In a colorful and blunt opinion, the California Court of Appeal spared few words in saying what it thought about a hospital’s legal strategy to defeat a suit brought by a physicians group alleging unfair competition. Physician-hospital policy wonks, read on.
At issue is a legal defense called an “anti-SLAPP” motion. “SLAPP” stands for “strategic lawsuit against public participation” and the motion allows defendants to seek an early dismissal of harassing lawsuits concerning protected rights of a defendant. If the motion shows that the activity complained of is a protected activity, such as free speech in connection with a public issue, and that there is little likelihood the plaintiff will ultimately prevail, a judge can strike the complaint completely. Anti-SLAPP motions can be successful when hospitals use them to defend against suits that arise out of peer review activity.
In Central Valley Hospitalists v. Dignity Health, a group of hospitalists sued Dignity Health alleging unfair business practices, intentional interference with contractual and prospective economic relations, and breach of contract. In its pleadings, the medical group, CVH, claimed that St. Joseph’s Medical Center in Stockton, operated by Dignity Health, induced certain physicians to leave CVH, harassed CVH physicians while at the hospital, discouraged physicians from working with CVH, and referred CVH patients to Dignity Health-related home healthcare providers without appropriate CVH physician orders. (At this point in the litigation, no allegations have been proven.)

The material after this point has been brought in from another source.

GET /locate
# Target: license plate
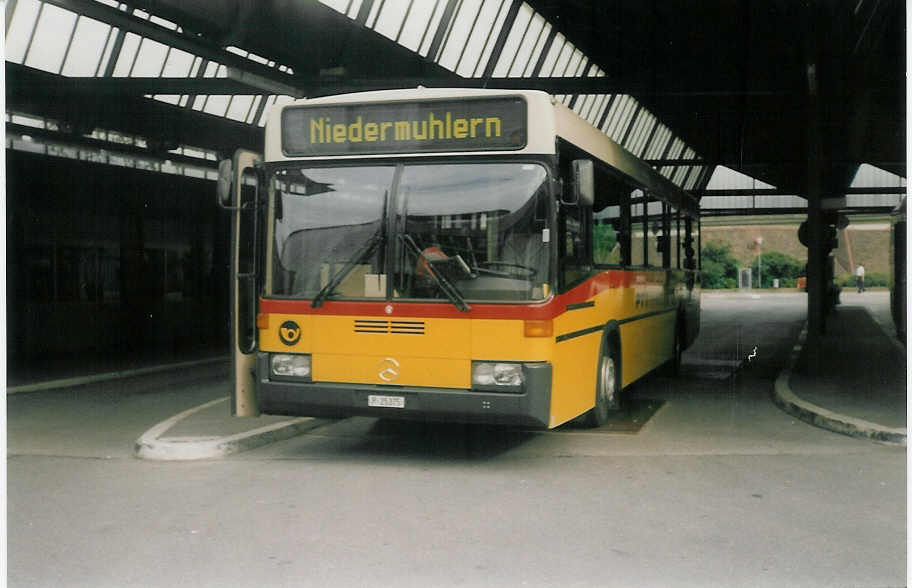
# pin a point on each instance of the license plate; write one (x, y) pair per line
(386, 401)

In its final general allegation, the suit states: “This Complaint does not allege wrongs or facts arising from any privileged peer review activities. Any reading of this Complaint which would implicate such activities is disavowed as excluded from this specific litigation.”
Despite that statement (and despite an offer from CVH’s lawyer to Dignity Health’s lawyer to amend the complaint if there was any confusion on the peer review issue), Dignity Health filed an anti-SLAPP motion to strike the complaint that argued: “Specifically, this lawsuit challenges protected activity because it arises out of the physician peer review process – which the California Supreme Court has confirmed is an ‘official proceeding authorized by law’ – and thus it falls within the scope of [the anti-SLAPP statute].”
CVH opposed the motion, arguing the complaint was not based on peer review and filing declarations from three physicians and CVH’s attorney himself. In denying the anti-SLAPP motion, the trial court judge commented on the absence of any actual acts or facts alleged by CVH to support its contentions but said such an absence of facts does not allow a defendant to insert its own.
“Dignity Health cites no authority, nor could I locate any, that permits a defendant making an anti-SLAPP motion to satisfy its . . . burden by its own evidence of what it believes the plaintiff’s claims are based on,” the judge wrote. “If there are no acts alleged, there can be no showing that alleged acts arise from protected activity.”
In pursuing their fight, Dignity Health’s lawyers met a skeptical panel at the First District Court of Appeal in San Francisco. In its written opinion, the appellate court noted that though the complaint was “factually inadequate in supporting detail” the essence of the medical group’s complaint could be gleaned from it and from the eclarations filed with the court. “That case includes among other things Dignity Health interfered with the hiring and/or retention of CVH staff by inducing key physicians to quit CVH and work for Dignity Health’s partner, Sound Physicians; harassed CVH physicians to the point they quit; refused to provide privileges application paperwork to physicians who wanted to join CVH; meddled in patient care in ways that endangered patient safety and increased malpractice risks; and inappropriately targeted CVH’s primary care patients.” That was what CVH’s case was about, the court said.
“Not only that, CVH said it was not suing about peer review; expressly excluded peer review from the complaint; offered to stipulate that there would be no discovery as to peer review; and offered to amend the complaint to clarify the bases of the business torts at issue,” the court continues, its sarcasm evident.
“No matter to Dignity Health. Ignore all that. Ignore what was pleaded. The case was peer review.”
In supporting the trial court judge’s original decision to deny Dignity Health’s anti-SLAPP motion, the Court of Appeal lamented the resources spent over the argument. “So here we are 22 months – and untold attorney fees – later, addressing defendant’s appeal. We affirm.”